Histórias Assustadoras para Contar no Escuro mistura elementos de três livros que Schwartz lançou entre 1981 e 91, terminando a publicação pouco antes de morrer. No filme, uma garota que sonha ser escritora se envolve numa confusão com três amigos na noite do Halloween. O trio vai parar num casa com fama de assombrada – e um quarto personagem (um garoto que foge de quê?), incorporado à trama. Lá descobrem um caderno – essa é uma vertente específica do horror. O livro é possuído por um espírito maligno. Stella, a garota, folheia o caderno e as páginas vão sendo preenchidas com sangue. Contam histórias de pessoas ligadas a ela e que vão morrer. Você pode imaginar que Stella e seus amigos vão correr contra o tempo para evitar o que pode virar carnificina. Mas, para isso, será preciso decifrar o segredo do caderno – como interromper a invocação do mal?

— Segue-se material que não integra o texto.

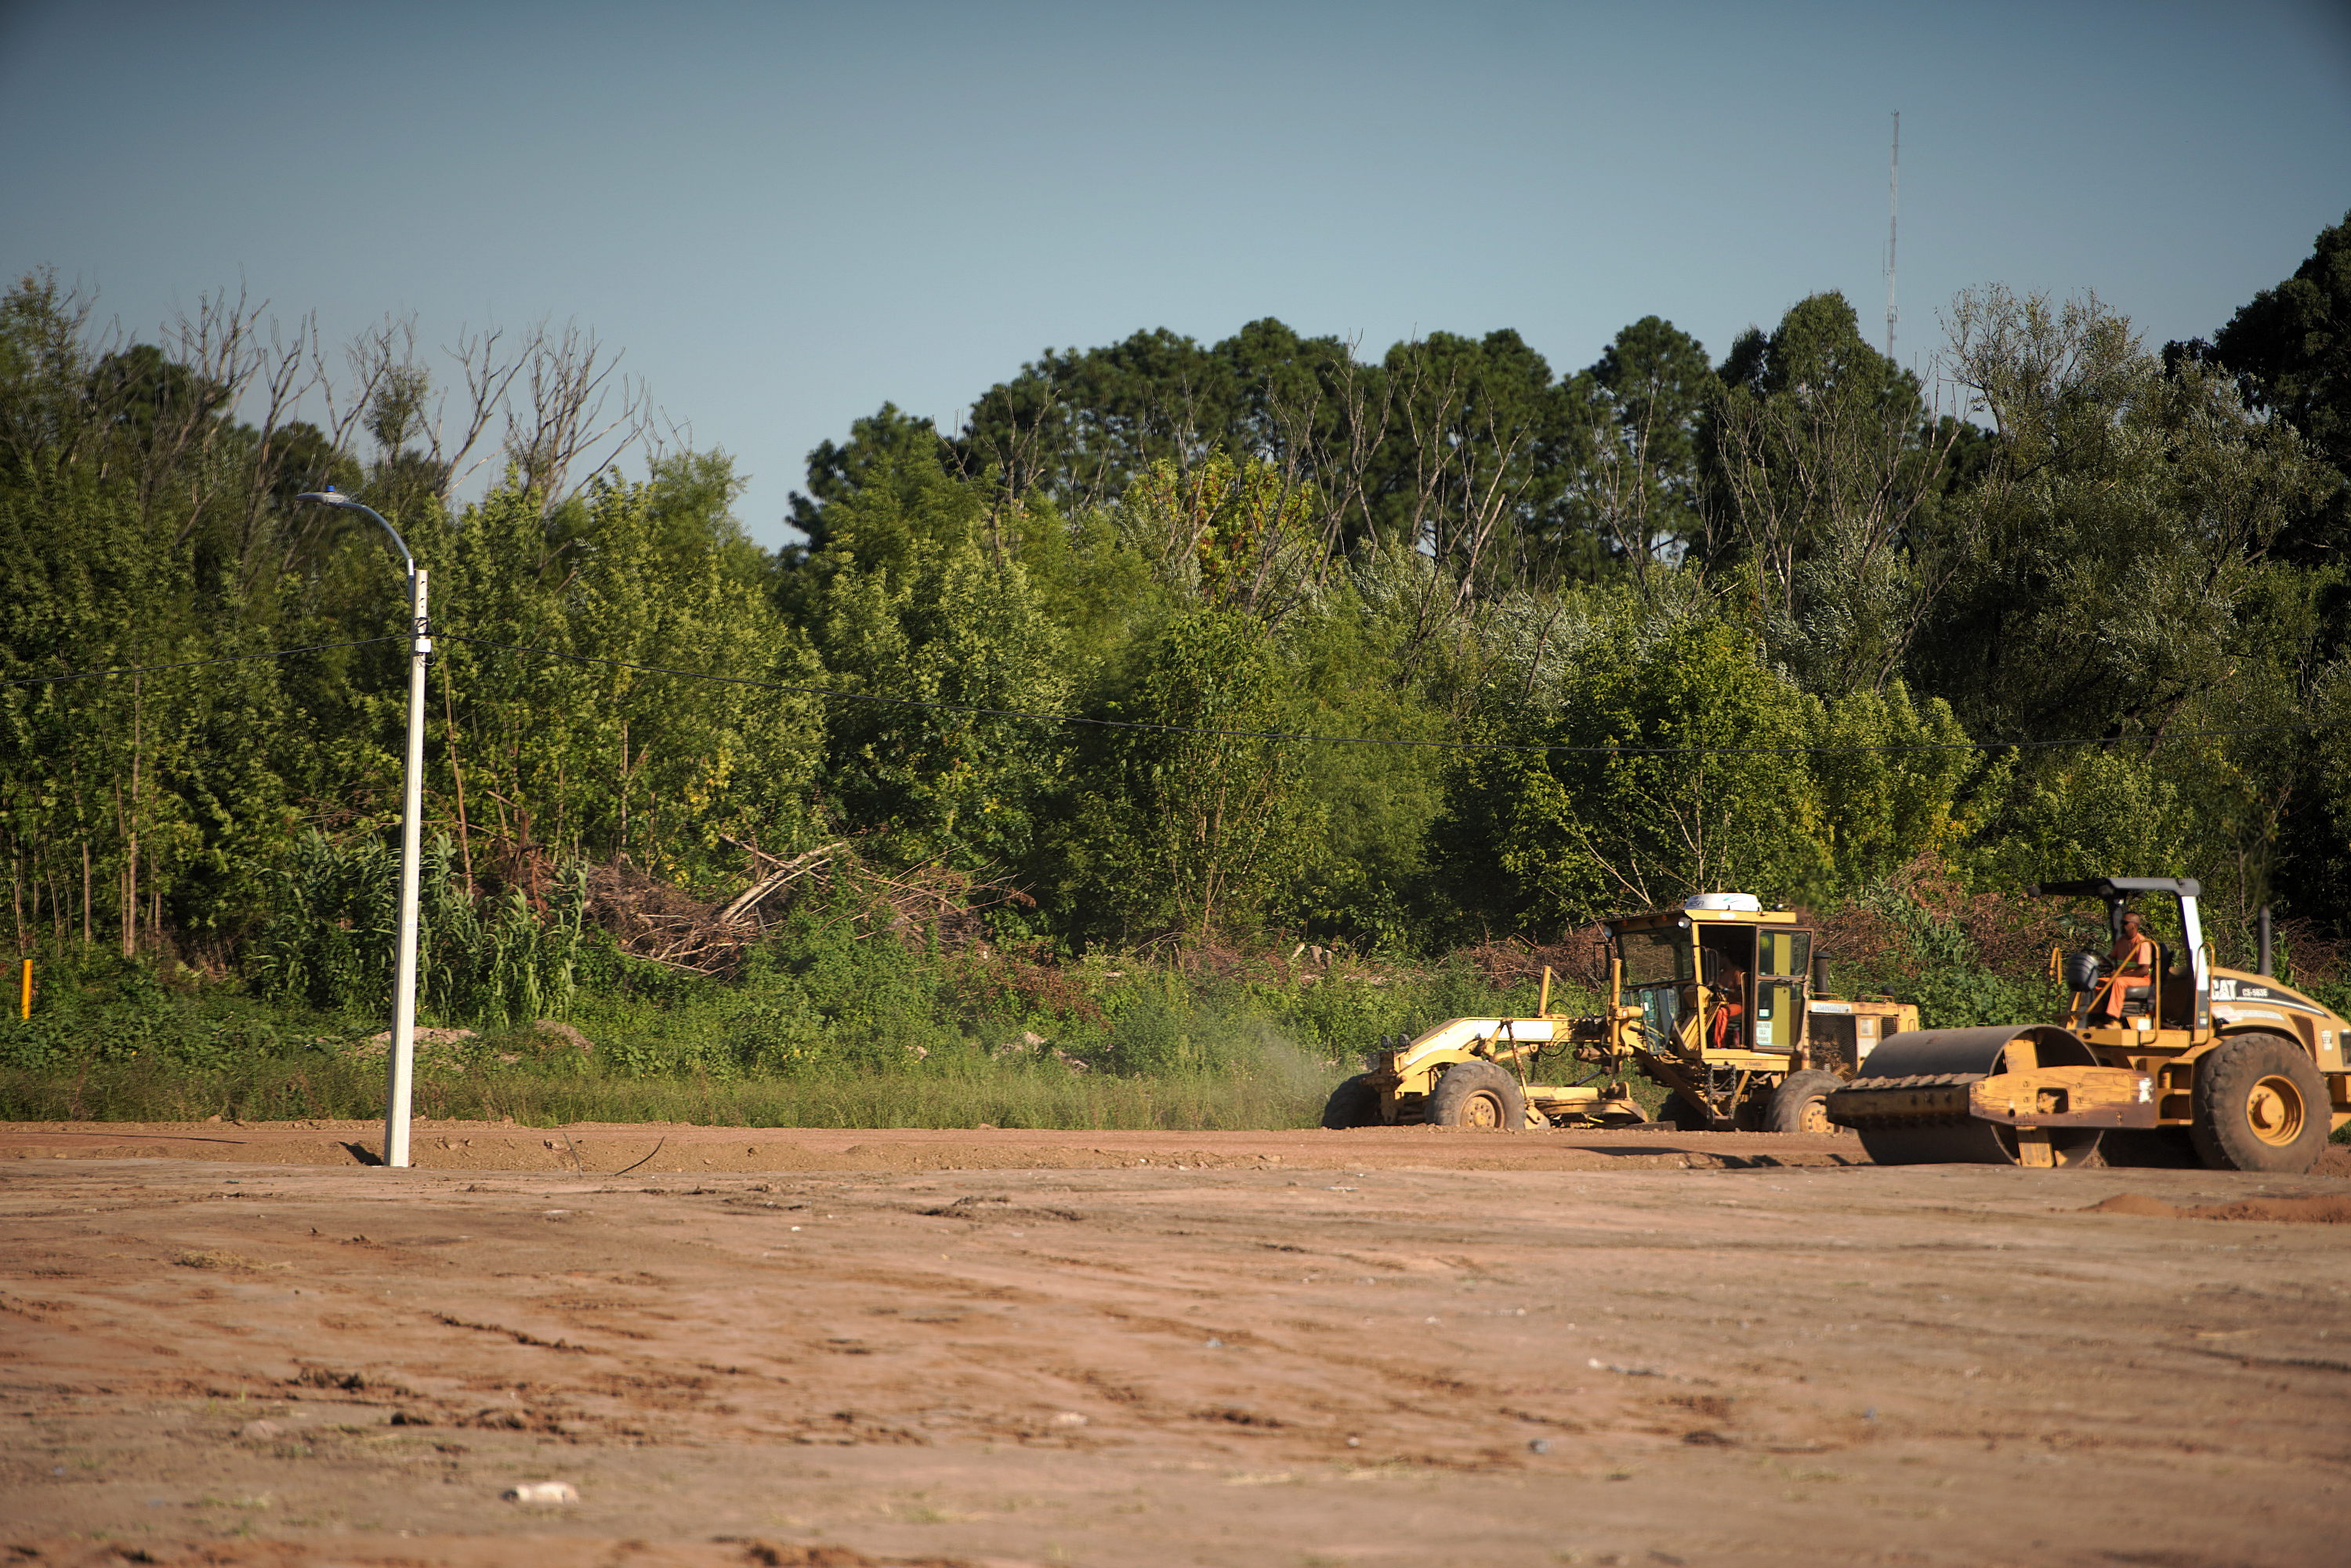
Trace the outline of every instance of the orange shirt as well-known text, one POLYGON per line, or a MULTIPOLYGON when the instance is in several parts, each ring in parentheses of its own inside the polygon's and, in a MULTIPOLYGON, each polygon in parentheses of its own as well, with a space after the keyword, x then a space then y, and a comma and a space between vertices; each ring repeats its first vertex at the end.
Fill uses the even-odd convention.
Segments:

Não, Histórias Assustadoras não tem nada a ver com a franquia famosa. Trata-se de liberdade poética do repórter, mas também de um lamento. Ao contrário de Invocação, as páginas dessas histórias não chegam a ser assustadoras de verdade. Del Toro, no cinema, é mais fantástico que outra coisa qualquer – gótico. Schwartz adorava os jogos de palavras para quebrar expectativas, e desconcertar. As histórias assustadoras provocam certo mal-estar, até porque o diretor norueguês Andre Ovredal é do ramo, conforme demonstrou em A Autópsia, de 2016. Mal-estar, sim. Grandes sustos? Não, ou em termos. 

Na origem de tudo está uma mulher que atraía crianças com suas histórias, e elas desapareciam. Histórias é aposta do mercado. Entrou em extenso circuito, com a possibilidade de estourar na bilheteria.